ある日、お一人でお住まいのT様の長男様から私どもへご連絡をいただきました。もともと軽いアルツハイマー型の認知症症状をお持ちのT様の病状進行が急激に早まったことにより、ご近所の方へご迷惑をおかけしているので、今すぐに入居できる老人ホームを探して欲しいとのご依頼でした。
お聞きしたところ、T様と同居されておりましたご主人様が、2ヶ月前よりご病気にて入院され、その後介護支援が必要になり退院後はご自宅に戻られることなく、そのまま老人ホームへご入居されたとの事でした。
急遽、お一人での暮らしが始まることになったT様は寂しさのあまり、毎日の飲酒量が増え、遂には早朝から飲まれるのが癖になってしまったのでした。
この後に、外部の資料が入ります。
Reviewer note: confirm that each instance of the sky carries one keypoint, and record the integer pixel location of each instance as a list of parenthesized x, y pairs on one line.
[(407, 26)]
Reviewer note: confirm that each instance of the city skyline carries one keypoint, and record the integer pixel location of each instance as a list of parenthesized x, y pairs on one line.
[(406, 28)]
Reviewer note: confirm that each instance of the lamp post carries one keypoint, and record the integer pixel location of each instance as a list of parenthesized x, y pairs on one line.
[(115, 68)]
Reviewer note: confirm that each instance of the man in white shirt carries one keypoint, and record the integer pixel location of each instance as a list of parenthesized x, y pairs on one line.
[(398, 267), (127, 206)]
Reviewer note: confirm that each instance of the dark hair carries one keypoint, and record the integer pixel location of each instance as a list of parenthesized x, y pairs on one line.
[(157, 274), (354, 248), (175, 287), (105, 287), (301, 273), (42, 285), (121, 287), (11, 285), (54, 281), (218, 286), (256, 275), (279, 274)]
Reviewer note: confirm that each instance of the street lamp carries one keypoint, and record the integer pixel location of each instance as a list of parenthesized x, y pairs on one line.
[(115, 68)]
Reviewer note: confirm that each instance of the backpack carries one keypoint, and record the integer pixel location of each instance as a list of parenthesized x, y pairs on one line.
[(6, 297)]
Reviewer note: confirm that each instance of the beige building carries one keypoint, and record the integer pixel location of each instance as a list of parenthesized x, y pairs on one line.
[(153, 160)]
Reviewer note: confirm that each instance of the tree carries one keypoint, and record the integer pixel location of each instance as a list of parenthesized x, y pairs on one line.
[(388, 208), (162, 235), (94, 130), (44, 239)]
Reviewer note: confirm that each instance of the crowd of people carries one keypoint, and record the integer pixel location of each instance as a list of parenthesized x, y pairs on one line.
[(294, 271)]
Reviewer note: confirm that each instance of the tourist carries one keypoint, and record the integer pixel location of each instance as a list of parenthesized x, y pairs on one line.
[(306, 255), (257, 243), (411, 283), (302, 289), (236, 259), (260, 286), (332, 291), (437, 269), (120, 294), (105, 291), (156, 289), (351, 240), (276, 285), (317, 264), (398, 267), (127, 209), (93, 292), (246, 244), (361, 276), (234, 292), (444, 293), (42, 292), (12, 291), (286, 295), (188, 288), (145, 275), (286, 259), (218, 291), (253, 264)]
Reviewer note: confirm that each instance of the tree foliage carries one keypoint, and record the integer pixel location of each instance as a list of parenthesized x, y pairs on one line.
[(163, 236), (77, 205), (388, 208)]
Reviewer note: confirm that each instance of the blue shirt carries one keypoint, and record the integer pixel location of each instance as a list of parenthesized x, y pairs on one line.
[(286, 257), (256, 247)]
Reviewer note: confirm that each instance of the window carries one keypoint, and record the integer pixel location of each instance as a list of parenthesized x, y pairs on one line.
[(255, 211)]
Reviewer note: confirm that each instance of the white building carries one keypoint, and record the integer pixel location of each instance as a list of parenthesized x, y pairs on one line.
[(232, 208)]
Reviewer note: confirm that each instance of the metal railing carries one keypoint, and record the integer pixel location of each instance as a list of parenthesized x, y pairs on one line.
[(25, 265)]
もともと認知症をお持ちの上での早朝からの飲酒でしたので、ご自分の理性をコントロールすることが出来ず、酔ったままご近所の家を訪問し大声をあげたり、お金を借りに行ったりと周りの方にご迷惑をかけるようになってしまいました。
当然、ご近所の方からは親族である長男様のところへ苦情の電話が毎日入るようになり、現状のT様の言動と行動の説明、またそれに対し何とか対処をして欲しいとのお声に対するご対応に日々追われるようになりました。
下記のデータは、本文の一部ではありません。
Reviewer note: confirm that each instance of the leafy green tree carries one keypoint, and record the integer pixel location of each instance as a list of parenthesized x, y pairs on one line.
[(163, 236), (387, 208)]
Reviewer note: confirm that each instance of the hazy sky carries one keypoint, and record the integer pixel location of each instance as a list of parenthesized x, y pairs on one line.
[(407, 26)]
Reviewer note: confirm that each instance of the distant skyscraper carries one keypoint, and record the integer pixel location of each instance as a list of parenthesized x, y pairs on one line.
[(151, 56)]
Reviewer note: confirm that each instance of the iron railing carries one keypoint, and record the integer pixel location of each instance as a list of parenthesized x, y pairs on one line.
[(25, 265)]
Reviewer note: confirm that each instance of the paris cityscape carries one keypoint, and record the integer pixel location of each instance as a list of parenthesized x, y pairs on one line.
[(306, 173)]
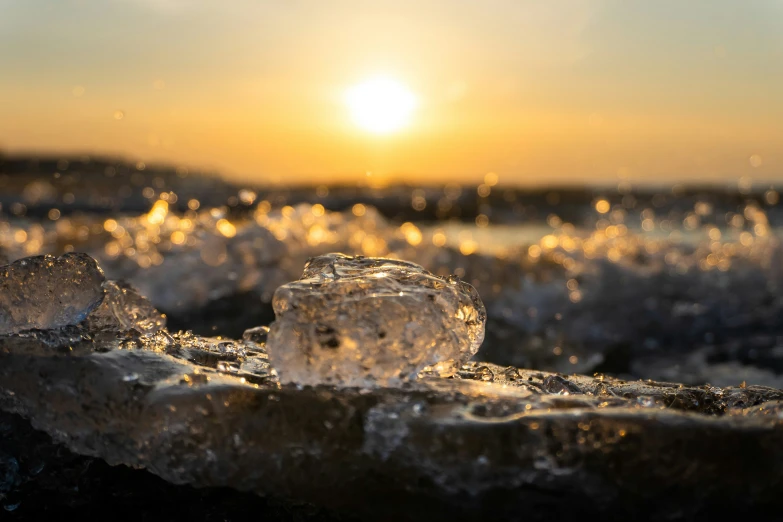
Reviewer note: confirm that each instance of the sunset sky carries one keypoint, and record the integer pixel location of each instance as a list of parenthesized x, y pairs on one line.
[(539, 92)]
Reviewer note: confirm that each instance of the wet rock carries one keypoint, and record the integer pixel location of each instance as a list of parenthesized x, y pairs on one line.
[(47, 292), (490, 441), (356, 321), (124, 309)]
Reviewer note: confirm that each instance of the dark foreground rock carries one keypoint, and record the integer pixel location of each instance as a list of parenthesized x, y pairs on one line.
[(494, 441), (111, 384)]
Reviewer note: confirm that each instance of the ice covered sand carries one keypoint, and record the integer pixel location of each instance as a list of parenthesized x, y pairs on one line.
[(655, 289)]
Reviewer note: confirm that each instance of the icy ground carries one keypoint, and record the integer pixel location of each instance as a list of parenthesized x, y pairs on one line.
[(691, 295)]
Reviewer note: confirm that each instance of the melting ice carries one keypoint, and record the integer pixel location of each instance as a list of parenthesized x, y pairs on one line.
[(358, 321)]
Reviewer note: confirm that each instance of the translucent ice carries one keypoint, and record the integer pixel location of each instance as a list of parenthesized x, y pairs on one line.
[(356, 321), (47, 292), (124, 309)]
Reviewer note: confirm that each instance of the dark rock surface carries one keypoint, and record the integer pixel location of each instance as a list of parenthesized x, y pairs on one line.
[(493, 441)]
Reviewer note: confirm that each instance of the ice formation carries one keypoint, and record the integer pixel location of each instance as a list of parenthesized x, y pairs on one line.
[(47, 292), (123, 308), (357, 321), (209, 411)]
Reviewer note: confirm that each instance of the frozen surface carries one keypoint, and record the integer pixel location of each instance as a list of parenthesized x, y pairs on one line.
[(668, 285), (486, 441), (124, 309), (47, 292), (358, 321)]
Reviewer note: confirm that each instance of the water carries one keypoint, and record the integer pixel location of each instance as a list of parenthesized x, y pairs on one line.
[(671, 284)]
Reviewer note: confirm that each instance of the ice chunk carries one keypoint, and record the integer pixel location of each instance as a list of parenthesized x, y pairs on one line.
[(124, 309), (47, 292), (357, 321)]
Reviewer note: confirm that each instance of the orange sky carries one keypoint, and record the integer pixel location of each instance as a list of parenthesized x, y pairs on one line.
[(539, 92)]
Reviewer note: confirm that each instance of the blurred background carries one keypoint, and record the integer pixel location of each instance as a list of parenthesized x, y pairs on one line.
[(605, 173), (578, 91)]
毎日、長男様と長男様の奥様がT様のご自宅に行き、ご近所に迷惑をかけないこと、お酒を控えることをT様に説得されましたが、本人曰く、ご近所の家にも行っていないし朝からお酒も飲んでいないと、ご自身の行動に対し全く理解されていらっしゃらない状況で長男様にも悪態をつかれたそうでした。ご相談をいただくまでの3日間はほとんど喧嘩ばかりされて、長男様ご夫婦は夜も心配で眠れず、疲労困憊されておられました。
そのような状況でしたので、即日体験入居から始められる老人ホームをお探しし、早速長男ご夫婦をご案内し、ご入居の方向で進めることとなりました。
しかしながら長男様が説得されたにもかかわらず、T様は老人ホームにご入居される意思は全く無い状態で、強くご入居を拒否されておられました。そこで、建て前上は病院に入院する事とし、まずは老人ホームへ足を運んでいただき、老人ホーム側の協力も得ながら即日の体験入居となったのでした。
最初は長男様にも老人ホームの職員にも悪態を着いておられたT様でしたが、比較的長男の奥様には友好的でありましたので、ご協力をいただき、ほぼ3日間は老人ホーム内で付きっきりでなだめていただきました。その結果T様も次第に落ち着きを取り戻されるようになり、そのまま本入居されることとなりました。
毎朝から飲まれておられたお酒も、まずは夜の缶ビール1本のみに減らしながら慣れていただき、1ヶ月が経った今では、まったく飲酒もされなくなりました。
T様は以前自営業をされており、もともとは友好的だった性格を徐々に取り戻され、次第に老人ホーム内で友人も出来き、すっかり新しい生活に馴染まれていかれました。今では以前の生活の状況が嘘のように安定した生活を送られていらっしゃいます。
今回の事例のように、老人ホームへのご入居に対し一度は強い拒否をされ、周りの方々へご迷惑を掛けておられる方につきましても、一旦老人ホームへご入居され安定した生活を送られますと、ほとんどの方が落ち着きを取り戻され安心で、安全、快適な生活が出来るようになられます。